A couple of years ago I wrote a series of posts on causal inference in ecology. In it I explored the Rubin causal model and concluded that
the Rubin causal model isn’t likely to help me make causal inferences with the kinds of observational data I collect.
I haven’t changed my mind about that, but I do have an update.
I’ve been reading Regression and other stories, by Andrew Gelman, Jennifer Hill, and Aki Vehtari, which I highly recommend reading if you use regression for any purpose in your research. I just finished Chapter 21, “Additional topics in causal inference”, and the last section, 21.5 “Causes of effects and effects of causes”, is particularly relevant to my earlier conclusion. Not surprisingly, Gelman, Hill, and Vehtari (GHV) have a better way of explaining the role that regression can play in generating hypotheses than I did.
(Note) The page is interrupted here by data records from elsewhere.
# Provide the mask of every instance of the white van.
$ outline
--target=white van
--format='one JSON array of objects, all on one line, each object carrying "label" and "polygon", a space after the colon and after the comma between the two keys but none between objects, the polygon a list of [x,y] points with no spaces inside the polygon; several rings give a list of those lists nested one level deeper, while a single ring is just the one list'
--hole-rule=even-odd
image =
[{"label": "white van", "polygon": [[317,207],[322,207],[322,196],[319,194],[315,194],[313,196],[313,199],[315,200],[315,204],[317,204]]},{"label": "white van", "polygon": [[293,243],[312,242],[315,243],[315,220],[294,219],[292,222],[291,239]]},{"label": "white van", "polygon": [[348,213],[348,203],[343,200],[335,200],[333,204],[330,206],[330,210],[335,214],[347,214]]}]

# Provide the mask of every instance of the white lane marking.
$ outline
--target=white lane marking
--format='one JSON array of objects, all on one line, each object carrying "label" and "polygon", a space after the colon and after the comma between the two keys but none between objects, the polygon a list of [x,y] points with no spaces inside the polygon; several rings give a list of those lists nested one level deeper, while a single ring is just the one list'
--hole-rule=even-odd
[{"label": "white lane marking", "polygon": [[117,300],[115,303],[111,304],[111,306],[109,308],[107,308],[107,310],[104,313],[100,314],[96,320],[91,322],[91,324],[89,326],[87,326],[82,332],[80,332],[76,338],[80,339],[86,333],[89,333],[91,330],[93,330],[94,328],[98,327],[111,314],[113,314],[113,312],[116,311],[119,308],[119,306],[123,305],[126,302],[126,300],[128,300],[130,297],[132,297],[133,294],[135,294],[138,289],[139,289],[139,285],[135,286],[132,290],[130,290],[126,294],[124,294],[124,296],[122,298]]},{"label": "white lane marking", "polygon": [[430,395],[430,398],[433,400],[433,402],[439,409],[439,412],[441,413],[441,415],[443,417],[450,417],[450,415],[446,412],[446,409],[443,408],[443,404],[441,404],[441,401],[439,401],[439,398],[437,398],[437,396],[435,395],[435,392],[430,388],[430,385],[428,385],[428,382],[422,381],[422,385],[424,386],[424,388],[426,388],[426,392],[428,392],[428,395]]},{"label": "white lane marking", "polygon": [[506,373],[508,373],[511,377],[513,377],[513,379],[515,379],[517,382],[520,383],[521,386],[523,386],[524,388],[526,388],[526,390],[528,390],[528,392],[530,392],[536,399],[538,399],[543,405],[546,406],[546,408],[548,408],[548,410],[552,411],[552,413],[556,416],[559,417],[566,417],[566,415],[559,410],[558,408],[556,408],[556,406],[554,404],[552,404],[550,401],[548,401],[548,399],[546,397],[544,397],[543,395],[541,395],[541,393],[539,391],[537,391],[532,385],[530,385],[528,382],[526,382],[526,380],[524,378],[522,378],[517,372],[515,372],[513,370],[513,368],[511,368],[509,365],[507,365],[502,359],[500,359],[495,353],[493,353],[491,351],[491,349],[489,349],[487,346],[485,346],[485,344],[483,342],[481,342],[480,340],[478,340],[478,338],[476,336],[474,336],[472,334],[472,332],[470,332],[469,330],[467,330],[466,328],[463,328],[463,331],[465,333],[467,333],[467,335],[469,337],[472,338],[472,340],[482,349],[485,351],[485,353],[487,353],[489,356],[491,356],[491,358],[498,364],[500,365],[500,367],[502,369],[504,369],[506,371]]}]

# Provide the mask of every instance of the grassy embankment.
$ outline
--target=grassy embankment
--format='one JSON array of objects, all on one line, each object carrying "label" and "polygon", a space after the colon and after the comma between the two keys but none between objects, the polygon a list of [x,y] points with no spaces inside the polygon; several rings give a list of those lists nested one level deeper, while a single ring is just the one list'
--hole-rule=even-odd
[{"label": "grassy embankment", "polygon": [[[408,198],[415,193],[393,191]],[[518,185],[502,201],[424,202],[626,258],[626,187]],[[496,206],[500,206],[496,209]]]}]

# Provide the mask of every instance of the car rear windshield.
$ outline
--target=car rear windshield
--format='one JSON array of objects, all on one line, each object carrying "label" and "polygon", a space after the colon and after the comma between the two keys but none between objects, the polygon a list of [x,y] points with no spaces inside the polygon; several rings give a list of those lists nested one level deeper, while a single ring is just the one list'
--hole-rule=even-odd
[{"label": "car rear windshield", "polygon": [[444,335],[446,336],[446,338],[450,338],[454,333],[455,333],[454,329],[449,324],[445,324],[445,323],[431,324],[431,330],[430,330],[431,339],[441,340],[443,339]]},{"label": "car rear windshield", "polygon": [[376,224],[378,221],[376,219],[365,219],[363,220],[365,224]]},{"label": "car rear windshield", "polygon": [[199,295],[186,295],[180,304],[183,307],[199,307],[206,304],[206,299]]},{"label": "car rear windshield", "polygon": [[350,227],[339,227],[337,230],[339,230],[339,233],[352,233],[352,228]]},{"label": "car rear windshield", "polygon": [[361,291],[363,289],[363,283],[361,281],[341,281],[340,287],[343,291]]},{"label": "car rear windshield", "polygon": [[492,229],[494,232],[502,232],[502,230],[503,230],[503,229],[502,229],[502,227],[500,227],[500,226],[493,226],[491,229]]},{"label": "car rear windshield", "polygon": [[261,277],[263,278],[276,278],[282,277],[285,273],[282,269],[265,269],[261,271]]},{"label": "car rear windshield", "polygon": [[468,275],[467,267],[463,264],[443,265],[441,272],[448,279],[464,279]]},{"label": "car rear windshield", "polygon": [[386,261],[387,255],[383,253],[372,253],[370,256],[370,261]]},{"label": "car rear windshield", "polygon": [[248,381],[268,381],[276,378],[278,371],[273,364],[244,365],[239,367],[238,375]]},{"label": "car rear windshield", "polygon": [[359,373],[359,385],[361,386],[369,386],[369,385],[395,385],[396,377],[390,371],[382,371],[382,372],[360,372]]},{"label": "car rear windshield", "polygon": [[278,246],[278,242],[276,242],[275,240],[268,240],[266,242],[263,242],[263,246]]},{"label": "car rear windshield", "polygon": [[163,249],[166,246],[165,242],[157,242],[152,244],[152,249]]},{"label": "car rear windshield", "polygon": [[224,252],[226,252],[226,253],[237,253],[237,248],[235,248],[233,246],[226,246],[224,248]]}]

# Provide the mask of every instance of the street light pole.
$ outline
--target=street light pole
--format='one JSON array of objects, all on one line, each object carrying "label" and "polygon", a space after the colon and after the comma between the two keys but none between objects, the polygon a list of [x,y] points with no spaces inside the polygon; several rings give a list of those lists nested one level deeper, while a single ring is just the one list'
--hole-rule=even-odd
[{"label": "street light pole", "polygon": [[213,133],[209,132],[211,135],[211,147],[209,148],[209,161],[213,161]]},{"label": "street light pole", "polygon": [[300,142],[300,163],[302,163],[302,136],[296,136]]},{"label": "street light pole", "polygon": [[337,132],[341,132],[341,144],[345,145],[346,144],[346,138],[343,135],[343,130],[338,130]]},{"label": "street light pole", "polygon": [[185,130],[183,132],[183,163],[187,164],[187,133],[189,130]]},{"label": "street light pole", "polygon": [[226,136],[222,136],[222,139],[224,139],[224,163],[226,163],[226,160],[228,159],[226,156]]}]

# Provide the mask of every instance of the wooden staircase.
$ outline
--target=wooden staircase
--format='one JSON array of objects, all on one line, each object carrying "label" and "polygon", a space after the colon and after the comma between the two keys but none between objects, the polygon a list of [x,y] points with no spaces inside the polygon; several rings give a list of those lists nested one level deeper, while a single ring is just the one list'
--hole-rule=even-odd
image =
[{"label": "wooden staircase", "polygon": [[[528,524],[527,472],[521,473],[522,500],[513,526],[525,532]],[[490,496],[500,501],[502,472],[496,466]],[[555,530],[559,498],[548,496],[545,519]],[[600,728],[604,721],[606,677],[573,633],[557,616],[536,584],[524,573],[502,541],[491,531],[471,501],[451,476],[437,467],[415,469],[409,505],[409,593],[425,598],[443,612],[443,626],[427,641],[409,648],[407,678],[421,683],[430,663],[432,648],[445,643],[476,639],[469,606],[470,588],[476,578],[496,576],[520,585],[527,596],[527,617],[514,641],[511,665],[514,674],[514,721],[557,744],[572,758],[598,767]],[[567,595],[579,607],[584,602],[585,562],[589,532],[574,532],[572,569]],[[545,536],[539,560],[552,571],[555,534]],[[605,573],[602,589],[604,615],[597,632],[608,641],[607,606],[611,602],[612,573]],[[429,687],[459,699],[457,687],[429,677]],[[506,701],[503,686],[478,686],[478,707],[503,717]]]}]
You’ll need to read the chapters on causal inference (or be familiar with the Rubin causal model) to fully appreciate their insight, but here it is in a nutshell.
We can make inferences about the effect of a cause when we (a) identify an intervention (a cause) that may have an effect and (b) randomize the intervention across experimental units (or do something that mimics random assignment by balancing on potential pre-observation confounders or by using an instrumental variable, a regression discontinuity, or difference-in-differences approach). Thought about in this way, the purpose of statistical analysis is to estimate the magnitude of an effect.
The regression analyses I typically do can be cast as an attempt to make inferences about the cause of an effect.1 Here’s where GHV have a better way of thinking about it than I did. Let’s suppose that I’m interested in environmental features that influence stomatal density, the example I discussed on 11 June 2018. I illustrate there that three principal components describing aspects of the environment show strong associations with stomatal density. GHV remind us that some other variable (or set of variables) could cause the observed differences in stomatal density and that once we’ve taken that variable into account, none of the PCs would show an association with stomatal density.2 More importantly, they point out that the association suggests causal hypotheses that could account for the association. To the extent that its important to us to dissect those causes, we can then do new experiments or make new observations (using Rubin’s causal model as a framework if we’re going to make causal inferences from an observational study) structured to estimate the effects those hypotheses suggest.
- I wrote “can be cast as an attempt”, because I do my damndest to make it clear that I’m only asserting that certain variables have stronger associations with the outcome I’m studying than others, not that those variables cause the outcome. ↩
- Fortunately (for me), that’s consistent with what I wrote two years ago. ↩